Et l’on s’étonne que le public tourne le dos à cette armée de valets, tristes sires appointés et serviles, prêts à tout pour ne pas voir les précieuses subventions qui les maintiennent à flot se tarir subitement. Il fallait les entendre les Naulleau, les Duhamel et consorts nous servir la soupe, appeler au sursaut citoyen pour sauver la presse écrite nationale, garante de la pluralité des opinions, de la démocratie. Et pourquoi pas de la république tant qu’on y est ! Ont-ils tiré quelques leçons de leurs errements passés ? Foutre non. Depuis 2011, ils ont tenté de nous faire croire que Bachar el Assad était un odieux tyran, assassin de son peuple, massacreur de braves soldats de la liberté et boudé par son peuple. Ils ont utilisé tous les moyens pour nous faire accroire qu’il était nécessaire d’intervenir militairement pour soutenir ces preux, de renouveler le paradoxe, combien de fois répété, consistant à apporter la démocratie via des tapis de bombes. Fort heureusement l’exemple de la désastreuse (pour le peuple) intervention en Libye, les mensonges précédents aidèrent l’opinion publique à se forger une intime conviction en complète opposition avec la propagande officielle.
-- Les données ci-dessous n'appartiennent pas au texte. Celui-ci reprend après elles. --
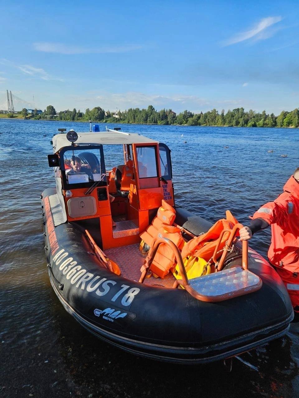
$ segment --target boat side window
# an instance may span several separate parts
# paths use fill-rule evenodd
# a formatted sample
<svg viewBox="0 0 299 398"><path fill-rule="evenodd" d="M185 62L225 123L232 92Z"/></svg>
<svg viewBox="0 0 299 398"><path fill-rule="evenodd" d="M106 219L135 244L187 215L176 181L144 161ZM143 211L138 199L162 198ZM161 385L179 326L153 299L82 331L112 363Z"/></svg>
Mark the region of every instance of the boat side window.
<svg viewBox="0 0 299 398"><path fill-rule="evenodd" d="M167 145L160 142L159 144L159 151L161 175L166 180L171 179L172 171L170 160L170 150Z"/></svg>
<svg viewBox="0 0 299 398"><path fill-rule="evenodd" d="M155 147L138 146L136 151L139 178L157 177Z"/></svg>

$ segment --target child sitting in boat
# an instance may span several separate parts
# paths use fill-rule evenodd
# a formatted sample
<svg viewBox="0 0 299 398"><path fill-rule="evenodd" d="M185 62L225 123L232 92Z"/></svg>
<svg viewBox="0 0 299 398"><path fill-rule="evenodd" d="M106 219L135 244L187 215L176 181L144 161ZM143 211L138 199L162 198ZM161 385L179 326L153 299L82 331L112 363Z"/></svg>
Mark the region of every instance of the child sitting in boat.
<svg viewBox="0 0 299 398"><path fill-rule="evenodd" d="M69 175L79 173L84 173L88 176L89 179L93 181L93 176L91 172L87 167L82 165L82 162L80 158L76 156L74 160L71 161L71 166L72 169L68 173Z"/></svg>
Trois ans après, alors qu’il est devenu patent pour tout le monde que l’ASL n’a jamais représenté qu’elle-même, qu’elle a été mise sur la touche par les diverses factions islamistes – ce que les blogueurs réactionnaires avaient prédit il y a belle lurette – les folliculaires commencent tout juste à amorcer une timide marche arrière.
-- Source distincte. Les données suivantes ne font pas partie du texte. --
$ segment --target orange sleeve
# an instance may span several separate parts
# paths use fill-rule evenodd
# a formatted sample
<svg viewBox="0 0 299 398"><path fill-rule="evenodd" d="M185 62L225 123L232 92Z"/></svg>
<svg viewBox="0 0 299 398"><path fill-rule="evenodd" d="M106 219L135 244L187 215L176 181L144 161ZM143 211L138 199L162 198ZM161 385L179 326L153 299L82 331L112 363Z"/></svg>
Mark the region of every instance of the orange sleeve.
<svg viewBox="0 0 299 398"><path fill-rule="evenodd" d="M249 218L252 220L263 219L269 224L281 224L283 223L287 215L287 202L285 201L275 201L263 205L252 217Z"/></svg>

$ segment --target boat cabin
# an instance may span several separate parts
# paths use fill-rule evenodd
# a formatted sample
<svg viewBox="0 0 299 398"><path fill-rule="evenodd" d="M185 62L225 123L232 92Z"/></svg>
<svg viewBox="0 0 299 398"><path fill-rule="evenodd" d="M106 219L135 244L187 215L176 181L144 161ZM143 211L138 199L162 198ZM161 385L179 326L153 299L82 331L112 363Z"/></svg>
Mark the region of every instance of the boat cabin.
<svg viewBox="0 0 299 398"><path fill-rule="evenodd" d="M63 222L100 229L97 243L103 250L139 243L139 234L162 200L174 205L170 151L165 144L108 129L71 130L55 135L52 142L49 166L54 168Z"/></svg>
La démocratie n’a pas besoin de menteurs ou de valets aux ordres, bien au contraire. Elle se nourrit de la confrontation des opinions. Or, à de minimes points de détail près, on peine à trouver la moindre véritable différence entre les grands titres nationaux. De gauche comme de « droite », ils nous servent la même soupe cuisinée par les États-Unis et/ou leurs satellites. Pour tenter de conjurer la fatalité qui les guette ils augmentent leurs tarifs. Ce qui risque de contribuer à accélérer la mévente, qui mécaniquement entraînera une baisse des recettes publicitaires, conduisant inexorablement ces titres vers la faillite. Bon débarras !
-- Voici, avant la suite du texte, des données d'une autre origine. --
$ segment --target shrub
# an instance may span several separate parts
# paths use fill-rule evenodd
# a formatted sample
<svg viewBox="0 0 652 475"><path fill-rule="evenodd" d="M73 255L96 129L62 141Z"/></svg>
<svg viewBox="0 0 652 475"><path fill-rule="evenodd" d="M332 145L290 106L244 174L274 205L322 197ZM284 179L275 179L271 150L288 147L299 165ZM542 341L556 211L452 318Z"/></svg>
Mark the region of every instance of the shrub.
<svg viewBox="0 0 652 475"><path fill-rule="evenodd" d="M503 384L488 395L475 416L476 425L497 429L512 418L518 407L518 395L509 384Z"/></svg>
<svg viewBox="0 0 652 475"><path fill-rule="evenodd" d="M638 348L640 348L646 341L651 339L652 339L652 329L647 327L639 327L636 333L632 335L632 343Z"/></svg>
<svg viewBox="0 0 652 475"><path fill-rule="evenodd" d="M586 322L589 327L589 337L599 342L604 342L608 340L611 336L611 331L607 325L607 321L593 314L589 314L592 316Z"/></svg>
Pour autant, le tableau n’est pas aussi noir qu’on veut bien le dire, car il y a une presse qui se porte plutôt bien, celle dite régionale. Elle mêle habilement les nouvelles locales aux nationales et internationales, elle publie des articles de qualité où les faits sont généralement présentés honnêtement et l’analyse qui en est faite tranche souvent avec l’unanimisme de titres comme Libération, Le Monde, Le Figaro. Tiens, puisque nous parlons de ce trio d’étroits mousquetaires, penchons-nous sur leurs tirages, loin d’être glorieux. Pour l’année 2013, les chiffres de l’OJD (Office de Justification de la Diffusion), concernant le tirage et le nombre quotidien d’exemplaires vendus sont édifiants :

  • Le Figaro a tiré à 390495 exemplaires dont 318506 vendus,
  • Libération a tiré à 144095 exemplaires dont 108717 vendus,
  • Le Monde a tiré à 348765 exemplaires dont 281872 vendus.

Et encore, dans le nombre d’exemplaires vendus ne sont pas décomptés les abonnements institutionnels souscrits par les ministères, les collectivités locales et les grandes entreprises. Maintenant, regardons le tirage d’Ouest France :

  • Tirage à 830403 exemplaires dont 742645 vendus.

En clair, ce seul quotidien régional a vendu plus d’exemplaires que les trois cadors de la presse nationale qui totalisent seulement, et péniblement, 709095 exemplaires vendus. Des esprits retors pourraient y voir le succès d’un journal qui a épousé les causes du lectorat français en prenant, par exemple, parti pour la défense de la famille, en s’opposant au mariage pour tous. Mais je gage que les commentateurs qui ont accès aux micros se refuseront à partager cette analyse, comme ils s’ingénient depuis des années à considérer la réalité plutôt que l’idéologie, les vrais intérêts de la France plutôt que ceux des millionnaires qui les maintiennent artificiellement en vie. La vraie diversité se trouvant dans cette presse régionale considérée avec mépris par les soi-disant grandes plumes et autres experts autoproclamés des médias, vous savez ce qu’il vous reste à faire.